The Mineworkers Development Agency’s (MDA) Agri-Hub forged a partnership with, Sibanye-Stillwater and Rand Mutual Assurance.
The aim of the partnership is to provide work opportunities for unemployed people in the area and to improve their quality of life.
Those who have completed the training, are employed rotationally for 10 days a month, earning a R2 000 stipend.
The training and stipends are funded by the Industrial Development Corporation (IDC).
The SEF is part of the Presidential Employment Stimulus introduced by President Cyril Ramaphosa in 2020 in response to the devastating economic impact of the COVID-19 pandemic.
The MDA’s SEF programme has invested R36 million in the Marikana programme. This includes the Agri-Hub, which provides accredited training in agriculture, technical support, technology and facilities.
The programme focuses on five sectors, including food security, environment and waste management, education and early childhood development, health and nutrition, and infrastructure.
The programme has helped train 1 500 people, including the 10 who have been employed at the Agri-Hub.
The Minister of Mineral Resources and Energy, Gwede Mantashe, was the keynote speaker at the recent launch of the Marikana Agri-Hub. The Minister acknowledged the critical role that the MDA plays in mining communities.
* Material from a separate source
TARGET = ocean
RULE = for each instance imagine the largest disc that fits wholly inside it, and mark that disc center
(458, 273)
“Addressing the high unemployment rate is a challenge that government cannot address alone.Government will continue to work with various partners to deal with inequality, poverty and unemployment,” said Minister Mantashe.
He added that the Agri-Hub is one of the ways that mining can enhance community welfare and empower communities to continue being economically active after mining has ceased.
An opportunity to work
Julia Dlamini (33) is among the residents who completed the training and is now employed. She works at the hydroponic lab.
“I finished matric in 2010 and I have never had an opportunity to work or further my studies, so this is a really big break for me,” Dlamini said.
She added that she is now able to use her knowledge of agriculture to contribute to her household’s income.
“I was trained in hydroponics and horticulture about two months ago and to be employed in such a short period of time is really a blessing for me,” said Dlamini.
Programme manager for the Social Employment Programme at the MDA, Simon Leshoai, said agriculture provides many opportunities for employment.
He added that three wards in Marikana are currently benefitting from the programme.
Community members are trained by the Forge Academy and also receive seeds for free for three months, garden tools and watering cans to encourage them to maintain their food gardens.
“The Agri-Hub has a poultry facility that houses 2 000 egg-layers that produce about 1 980 eggs per day, a packhouse, hydroponics laboratory that showcases technology in the agricultural space and a training facility through which we empower youth and women in the Marikana community,” he said.
The MDA has also assisted about 1 000 households with food gardens.
“We also have communal food gardens in the facility to allow participants of the programme to plant crops that are sold to the packhouse,” said Leshoai.
Vegetables planted in the communal gardens include spinach, onion, beetroot, broccoli, cherry tomatoes, beans, cabbage and lettuce.
Site manager at the Agri-Hub, Lucas Phiri, said once the partnership contract ends in May 2024, those who received training will still be able to use their skills and knowledge to empower themselves.
“We believe that working together with the community will positively impact people’s lives,” he said.
The MDA provides sustainable socio-economic development initiatives to address poverty, unemployment and inequality experienced by former mineworkers and their communities in South Africa, Lesotho, Swaziland and Botswana.